On Sun, Jan 30, 2022 at 03:11:36PM -0500, a wrote:
i run "ls -l", about 2G has been copied
This. Method you're using for copying files does not matter.
Whatever your phone is using instead of a proper filesystem does.
2G file size limit is typical for FAT, and chances are it's exactly what
your phone uses.
File size limit for FAT is 4GByte, not 2GByte. Clearly, if he has a
4GByte file on the phone, a 2GByte filesystem limit is not the issue.

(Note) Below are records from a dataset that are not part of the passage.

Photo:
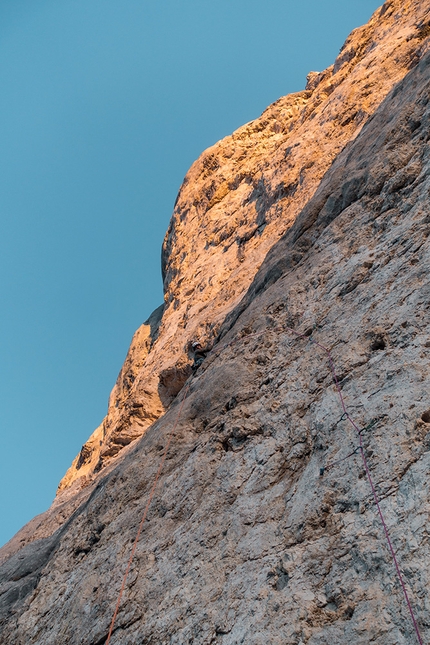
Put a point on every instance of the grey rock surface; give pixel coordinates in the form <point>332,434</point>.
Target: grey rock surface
<point>246,542</point>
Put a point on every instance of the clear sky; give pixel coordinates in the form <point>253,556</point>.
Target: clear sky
<point>104,105</point>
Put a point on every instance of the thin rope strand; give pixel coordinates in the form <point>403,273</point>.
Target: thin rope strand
<point>369,477</point>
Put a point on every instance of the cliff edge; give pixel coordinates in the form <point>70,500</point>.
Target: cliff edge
<point>307,229</point>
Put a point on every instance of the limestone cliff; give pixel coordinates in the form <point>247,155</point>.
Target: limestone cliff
<point>314,217</point>
<point>236,201</point>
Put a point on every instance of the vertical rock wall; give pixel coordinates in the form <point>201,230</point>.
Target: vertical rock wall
<point>246,541</point>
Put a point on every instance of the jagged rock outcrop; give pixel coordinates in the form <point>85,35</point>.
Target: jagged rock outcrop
<point>245,541</point>
<point>236,201</point>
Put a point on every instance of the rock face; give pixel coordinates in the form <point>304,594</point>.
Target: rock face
<point>236,201</point>
<point>314,218</point>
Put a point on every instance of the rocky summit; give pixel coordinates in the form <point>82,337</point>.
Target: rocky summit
<point>292,467</point>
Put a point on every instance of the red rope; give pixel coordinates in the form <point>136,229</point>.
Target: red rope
<point>366,466</point>
<point>369,477</point>
<point>145,513</point>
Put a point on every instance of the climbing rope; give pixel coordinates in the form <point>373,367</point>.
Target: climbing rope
<point>145,513</point>
<point>360,448</point>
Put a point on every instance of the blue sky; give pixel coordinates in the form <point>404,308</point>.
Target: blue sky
<point>104,105</point>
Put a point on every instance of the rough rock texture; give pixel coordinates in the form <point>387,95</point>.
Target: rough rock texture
<point>236,201</point>
<point>245,542</point>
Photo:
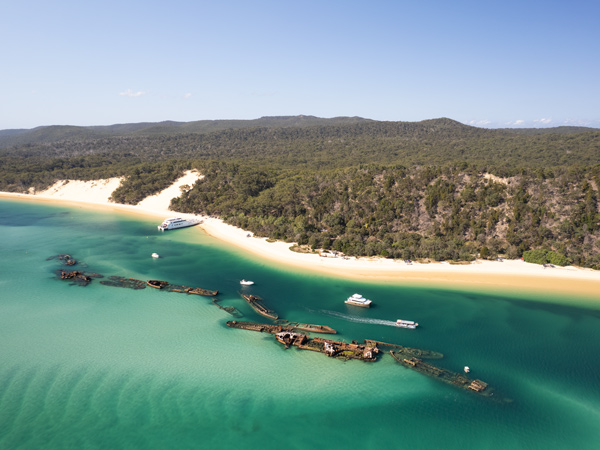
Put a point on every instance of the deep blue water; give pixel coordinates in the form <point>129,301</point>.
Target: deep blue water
<point>102,367</point>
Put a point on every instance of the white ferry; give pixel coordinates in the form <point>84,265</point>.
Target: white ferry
<point>177,222</point>
<point>406,324</point>
<point>358,300</point>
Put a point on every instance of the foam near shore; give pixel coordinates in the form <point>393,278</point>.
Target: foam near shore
<point>508,274</point>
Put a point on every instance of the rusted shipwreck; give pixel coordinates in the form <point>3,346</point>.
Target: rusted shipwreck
<point>258,305</point>
<point>447,376</point>
<point>289,337</point>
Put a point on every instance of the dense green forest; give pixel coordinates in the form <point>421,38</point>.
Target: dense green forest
<point>435,189</point>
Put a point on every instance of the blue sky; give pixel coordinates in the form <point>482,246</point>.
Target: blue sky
<point>492,64</point>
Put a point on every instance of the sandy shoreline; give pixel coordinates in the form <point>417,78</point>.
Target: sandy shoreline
<point>513,275</point>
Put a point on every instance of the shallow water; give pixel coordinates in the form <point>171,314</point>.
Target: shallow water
<point>103,367</point>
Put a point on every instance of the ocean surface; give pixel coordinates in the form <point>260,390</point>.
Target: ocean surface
<point>100,367</point>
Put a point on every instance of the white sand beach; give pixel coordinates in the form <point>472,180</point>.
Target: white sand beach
<point>489,275</point>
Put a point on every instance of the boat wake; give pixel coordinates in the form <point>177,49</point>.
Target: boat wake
<point>349,318</point>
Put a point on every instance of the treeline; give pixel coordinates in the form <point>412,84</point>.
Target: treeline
<point>435,142</point>
<point>434,189</point>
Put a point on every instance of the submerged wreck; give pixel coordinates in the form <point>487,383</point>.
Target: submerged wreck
<point>289,337</point>
<point>257,304</point>
<point>447,376</point>
<point>409,357</point>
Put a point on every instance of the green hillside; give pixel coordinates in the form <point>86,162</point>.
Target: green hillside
<point>435,189</point>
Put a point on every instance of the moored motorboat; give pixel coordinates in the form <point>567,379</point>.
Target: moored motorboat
<point>406,324</point>
<point>358,300</point>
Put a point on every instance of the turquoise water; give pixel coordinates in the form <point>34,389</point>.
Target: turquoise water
<point>100,367</point>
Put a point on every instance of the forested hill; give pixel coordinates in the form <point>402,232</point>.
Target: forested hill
<point>438,141</point>
<point>434,189</point>
<point>57,133</point>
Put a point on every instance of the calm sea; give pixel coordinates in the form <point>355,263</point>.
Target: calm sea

i386 (32bit) debian can also work just fine with files of 4GByte. Where
you run into issues is if a 32bit program also uses 32bit offsets when
working with files (there is a build time option to use 64bit offsets in
32bit programs, while 64bit programs always use 64bit offsets). Probably
what is happening is that something in the chain of fuse, libmtpfs, and
jmtpfs is constraining the size of a file to 2GByte because it is using
a 32bit offset where it needs a 64bit one. Using the amd64 version of
debian will avoid that issue (and is better in essentially all real
cases when possible). It may be possible to find and fix whatever is
causing the 32bit version to fail, but the number of people trying to
open files > 2GByte via mtp on i386 debian is probably really, reallly
small so there's probably not a large pool of people willing to dig into
that. (And if the program is trying to mmap the file, it will never work
for large files on i386 because there isn't enough address space.)
The OP might try go-mtpfs as an alternative to jmtpfs, both on i386 to
see if it avoids the 2GByte limit, as well as on amd64 to see if it
performs better. I bounce between jmtpfs and go-mtpfs, with each
sometimes working better and sometimes working worse.